Die – finanzkräftigen – Kantone hatten in ihren Schulen gut ausgestattete Schulbibliotheken geschaffen. Zum Teil waren diese sogar in die W-LAN-Netzwerke der Schulen eingeschlossen. Die – teuren – EDV- Lösungen stammten aus den USA oder von Siemens-Nixdorf. Zum Vergleich: Ich erhielt 1997 von Schulen ans Netz den ersten Computer für die Schulbibliothek und der Förderverein bezahlte die Internetkosten.

Beeindruckend war auch die gesetzliche Absicherung im kantonalen und kommunalen Recht. Es gibt in den besuchten Kantonen Gesetze und Richtlinien über Bibliotheken und Schulbibliotheken. Im Kanton Luzern etwa eine Verordnung über Schulbibliotheken aus dem Jahr 1995. Es gibt Einrichtungs-, Ausstattungs- und Finanzierungsrichtlinien. Als Aufsichts- und Beratungsorgane bestehen die Kommission für Schul- und Gemeindebibliotheken und die Beauftragten für Schul- und Gemeindebibliotheken. Die Schweizer Richtlinien-Broschüre für Schulbibliotheken ist bis heute in Hessen sehr geschätzte Grundlagenlektüre bei Beratungsgesprächen. (Sie wird gerade überarbeitet.)

Auf nationaler Ebene gibt es eine Einrichtung, die ergänzende Aufgaben wahrnimmt: die Schweizer Volksbibliothek. Als Ergänzungsbücherei versorgt sie gegen geringe Beträge die Bibliotheken mit wechselnden Buchkollektionen, gewährt Starthilfen bei Neugründungen und leiht jährlich 20.000 Klassensätze aus ihrer Zentrale für Klassenlektüre an Schulen aus.

Zwiespältig waren aber unsere Eindrücke von der pädagogischen Nutzung der besichtigten Schulbibliotheken. „Die Bibliothek ist Informations- und Lernzentrum der Schule“, erfuhren wir im Kanton Luzern. Da wir die Bibliotheken nicht „in Betrieb“ gesehen haben, waren wir, was die tatsächliche Nutzung angeht, auf Vermutungen bzw. Gespräche mit den Schweizer Kolleginnen und Kollegen angewiesen. Die Integration der Bibliothek in die schulische Arbeit wurde anscheinend nicht von allen Bibliothekarinnen als Aufgabe gesehen.

Nun liegt vor mir eine Broschüre aus dem Jahr 2013 (Danke an Simone Frübing!): Lesezentrum an der Sekundarschule Waldenburgertal in Oberdorf. Evaluationsbericht zum Pilotprojekt Oktober 2009 bis Dezember 2012“.

Darin wird von einem Konzept berichtet, das drei Jahre erfolgreich erprobt wurde und als Vorbild für alle 19 Sekundarschulen des Kantons Basel-Landschaft dienen soll.

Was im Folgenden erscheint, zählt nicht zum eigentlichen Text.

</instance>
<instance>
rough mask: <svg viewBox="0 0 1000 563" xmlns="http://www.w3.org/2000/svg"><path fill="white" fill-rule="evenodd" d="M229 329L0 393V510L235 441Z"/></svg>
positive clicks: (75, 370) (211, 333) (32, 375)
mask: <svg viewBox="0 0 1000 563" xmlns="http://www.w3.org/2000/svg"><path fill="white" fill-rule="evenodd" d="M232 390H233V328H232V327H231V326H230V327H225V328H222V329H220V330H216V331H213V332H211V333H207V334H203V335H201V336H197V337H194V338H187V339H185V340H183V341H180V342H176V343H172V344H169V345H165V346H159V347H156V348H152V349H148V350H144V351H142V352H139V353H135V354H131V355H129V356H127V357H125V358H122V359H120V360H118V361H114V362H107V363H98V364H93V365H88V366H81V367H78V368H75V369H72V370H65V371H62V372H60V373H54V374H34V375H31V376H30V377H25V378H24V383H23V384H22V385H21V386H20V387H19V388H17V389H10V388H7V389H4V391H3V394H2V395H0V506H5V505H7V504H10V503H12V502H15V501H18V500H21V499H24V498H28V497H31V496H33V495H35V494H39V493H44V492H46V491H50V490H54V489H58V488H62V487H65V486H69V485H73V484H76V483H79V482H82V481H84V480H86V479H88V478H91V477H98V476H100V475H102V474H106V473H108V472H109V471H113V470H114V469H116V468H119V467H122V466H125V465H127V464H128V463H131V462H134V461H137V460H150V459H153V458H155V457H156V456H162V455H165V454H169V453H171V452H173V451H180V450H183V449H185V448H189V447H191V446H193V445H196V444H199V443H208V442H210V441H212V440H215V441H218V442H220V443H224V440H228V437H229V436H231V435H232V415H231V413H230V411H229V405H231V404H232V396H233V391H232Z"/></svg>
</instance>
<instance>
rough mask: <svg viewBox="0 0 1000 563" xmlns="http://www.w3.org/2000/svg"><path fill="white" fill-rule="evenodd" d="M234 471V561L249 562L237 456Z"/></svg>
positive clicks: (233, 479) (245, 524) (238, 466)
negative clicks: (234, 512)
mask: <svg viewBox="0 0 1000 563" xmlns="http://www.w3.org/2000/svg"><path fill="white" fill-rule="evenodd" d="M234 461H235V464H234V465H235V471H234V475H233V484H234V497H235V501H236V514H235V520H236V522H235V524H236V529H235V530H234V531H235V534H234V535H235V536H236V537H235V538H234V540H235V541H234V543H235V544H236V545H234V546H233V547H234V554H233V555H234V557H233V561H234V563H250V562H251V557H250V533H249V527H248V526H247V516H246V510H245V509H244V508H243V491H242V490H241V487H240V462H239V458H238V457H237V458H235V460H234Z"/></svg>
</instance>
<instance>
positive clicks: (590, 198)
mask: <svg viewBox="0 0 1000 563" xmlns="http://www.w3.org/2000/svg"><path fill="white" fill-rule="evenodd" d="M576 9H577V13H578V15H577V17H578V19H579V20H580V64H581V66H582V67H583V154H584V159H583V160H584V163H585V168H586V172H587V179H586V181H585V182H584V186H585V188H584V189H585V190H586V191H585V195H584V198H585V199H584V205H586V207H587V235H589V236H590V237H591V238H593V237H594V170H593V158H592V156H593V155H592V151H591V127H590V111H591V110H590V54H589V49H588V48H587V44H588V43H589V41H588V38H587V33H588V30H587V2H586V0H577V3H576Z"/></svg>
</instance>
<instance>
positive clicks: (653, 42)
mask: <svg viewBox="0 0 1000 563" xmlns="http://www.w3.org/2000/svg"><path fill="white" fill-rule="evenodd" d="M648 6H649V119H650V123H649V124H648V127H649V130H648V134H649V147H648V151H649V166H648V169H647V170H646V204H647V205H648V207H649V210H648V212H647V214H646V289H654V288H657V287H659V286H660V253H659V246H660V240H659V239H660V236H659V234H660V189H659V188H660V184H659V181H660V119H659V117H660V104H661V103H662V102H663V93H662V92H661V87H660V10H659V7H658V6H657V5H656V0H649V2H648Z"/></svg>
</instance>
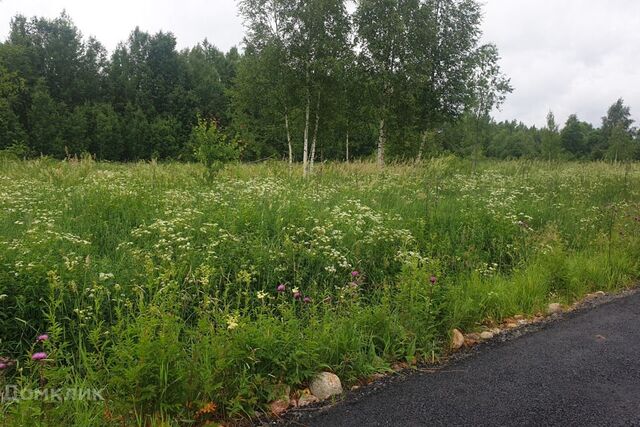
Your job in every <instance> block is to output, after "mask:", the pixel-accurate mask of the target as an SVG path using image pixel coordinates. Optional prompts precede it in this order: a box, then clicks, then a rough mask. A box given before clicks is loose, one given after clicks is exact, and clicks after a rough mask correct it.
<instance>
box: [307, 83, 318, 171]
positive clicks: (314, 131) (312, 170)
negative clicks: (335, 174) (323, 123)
mask: <svg viewBox="0 0 640 427" xmlns="http://www.w3.org/2000/svg"><path fill="white" fill-rule="evenodd" d="M319 123H320V94H319V93H318V101H317V102H316V124H315V128H314V130H313V141H312V142H311V158H310V159H309V173H313V164H314V162H315V159H316V142H317V141H318V125H319Z"/></svg>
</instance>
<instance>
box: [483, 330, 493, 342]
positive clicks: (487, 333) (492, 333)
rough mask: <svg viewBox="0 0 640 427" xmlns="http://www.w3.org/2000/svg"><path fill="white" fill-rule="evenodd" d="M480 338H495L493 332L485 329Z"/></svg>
mask: <svg viewBox="0 0 640 427" xmlns="http://www.w3.org/2000/svg"><path fill="white" fill-rule="evenodd" d="M480 338H482V339H483V340H490V339H491V338H493V332H489V331H484V332H483V333H481V334H480Z"/></svg>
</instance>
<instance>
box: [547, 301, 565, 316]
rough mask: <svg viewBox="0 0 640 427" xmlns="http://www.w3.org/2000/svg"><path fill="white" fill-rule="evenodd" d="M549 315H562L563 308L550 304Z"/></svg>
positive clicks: (547, 312)
mask: <svg viewBox="0 0 640 427" xmlns="http://www.w3.org/2000/svg"><path fill="white" fill-rule="evenodd" d="M547 313H548V314H550V315H551V314H561V313H562V306H561V305H560V304H558V303H553V304H549V307H548V308H547Z"/></svg>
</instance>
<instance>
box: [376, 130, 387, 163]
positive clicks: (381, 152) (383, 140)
mask: <svg viewBox="0 0 640 427" xmlns="http://www.w3.org/2000/svg"><path fill="white" fill-rule="evenodd" d="M386 138H387V137H386V135H385V133H384V118H383V119H380V133H379V135H378V166H384V146H385V142H386Z"/></svg>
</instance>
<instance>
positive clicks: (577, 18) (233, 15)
mask: <svg viewBox="0 0 640 427" xmlns="http://www.w3.org/2000/svg"><path fill="white" fill-rule="evenodd" d="M484 3H485V21H484V34H485V35H484V38H485V40H486V41H491V42H494V43H496V44H497V45H498V48H499V50H500V53H501V55H502V58H503V59H502V67H503V69H504V71H505V72H506V74H507V75H508V76H509V77H511V80H512V85H513V86H514V88H515V90H514V93H513V94H511V95H510V96H509V98H508V100H507V102H506V103H505V105H504V106H503V108H502V111H500V112H496V113H495V116H496V118H497V119H499V120H502V119H508V120H510V119H517V120H521V121H523V122H525V123H527V124H537V125H543V124H544V120H545V116H546V113H547V112H548V111H549V110H553V111H554V113H555V114H556V118H557V119H558V121H561V122H564V120H566V118H567V116H568V115H569V114H571V113H574V112H575V113H577V114H578V116H579V117H580V118H581V119H583V120H587V121H590V122H592V123H594V124H598V125H599V124H600V118H601V116H603V115H604V113H605V112H606V109H607V107H608V106H609V105H611V104H612V103H613V102H614V101H615V100H616V99H617V98H619V97H622V98H624V99H625V102H626V103H627V105H630V106H631V108H632V113H633V116H634V118H635V119H636V120H640V1H639V0H485V2H484ZM235 4H236V1H235V0H179V1H178V0H110V1H108V2H107V1H91V0H0V40H4V38H5V37H6V35H7V32H8V29H9V21H10V19H11V17H12V16H14V15H15V14H17V13H21V14H23V15H27V16H33V15H38V16H47V17H55V16H57V15H58V14H59V13H60V12H61V11H62V9H66V10H67V12H68V13H69V15H70V16H71V17H72V19H73V20H74V22H75V23H76V25H77V26H78V27H79V28H80V30H81V31H82V33H83V34H84V35H85V36H88V35H93V36H96V37H97V38H98V39H99V40H100V41H101V42H102V43H103V44H104V45H105V46H106V47H107V48H108V49H110V50H112V49H113V48H114V47H115V46H116V44H117V43H118V42H119V41H122V40H124V39H126V38H127V36H128V34H129V32H130V31H131V30H132V29H133V28H134V27H135V26H136V25H138V26H140V27H141V28H142V29H143V30H147V31H150V32H155V31H158V30H168V31H172V32H173V33H174V34H175V35H176V37H177V39H178V45H179V47H186V46H191V45H194V44H195V43H197V42H198V41H201V40H203V39H204V38H205V37H206V38H208V39H209V41H211V42H212V43H214V44H215V45H216V46H218V47H219V48H221V49H223V50H227V49H229V48H230V47H231V46H234V45H239V44H240V42H241V40H242V33H243V30H242V20H241V19H240V18H239V17H238V16H237V9H236V6H235Z"/></svg>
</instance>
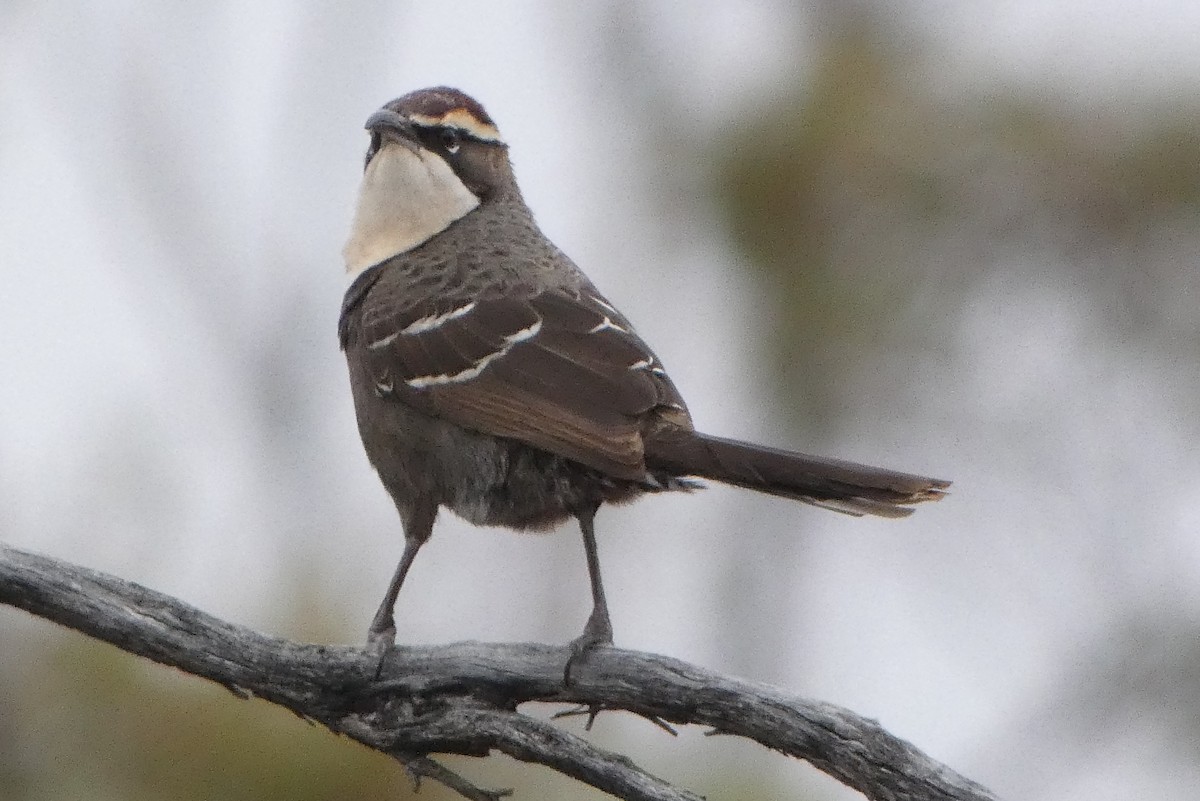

Bis 2020 sollen 7 weitere Lesezentren eingerichtet werden, wenn Schulen dies wollen. Es ging darum, ein Konzept für zeitgemäße Schulbibliotheken der S I zu entwickeln. Die Ziele sind:

  • Stärkung der Lese-, Informations- und Medienkompetenz der Schülerinnen und Schüler
  • Aufbau eines Buch- und Medienangebotes, das den Unterricht nachhaltig unterstützen kann
  • Ein Raum- und Infrastrukturangebot zu schaffen, das Arbeiten in Gruppen und im Klassenverband ermöglicht
  • Schaffung eines leicht zugänglichen Ortes im Schulhaus, wo Schülerinnen und Schüler frei und betreut lesen und arbeiten können
  • Schaffung eines attraktiven Ortes, wo Schülerinnen und Schüler sich gerne aufhalten und sich entspannen können
  • Eine professionelle Betreuung des Lesezentrums sicherstellen

Das war es, was wir 1996 als Defizite mehr ahnten als wussten und als dankbare Besucher nicht aussprachen! Auch in der Einleitung der Broschüre wird klar gesagt, dass die Schulbibliotheken, mit wenigen Ausnahmen, konzeptionell in den 80er Jahren stehen geblieben sind und zusehends an Attraktivität und Nutzung verloren haben.

Das, was eigentlich der Normalfall einer Schulbibliothek sein sollte, es aber – auch in Deutschland – leider nicht ist, wurde jetzt erprobt und evaluiert. (PISA mag ein wenig mitgeholfen haben. auch Schweizer Schüler/-innen kommen nicht an die finnische Lesekompetenzstufenverteilung heran.)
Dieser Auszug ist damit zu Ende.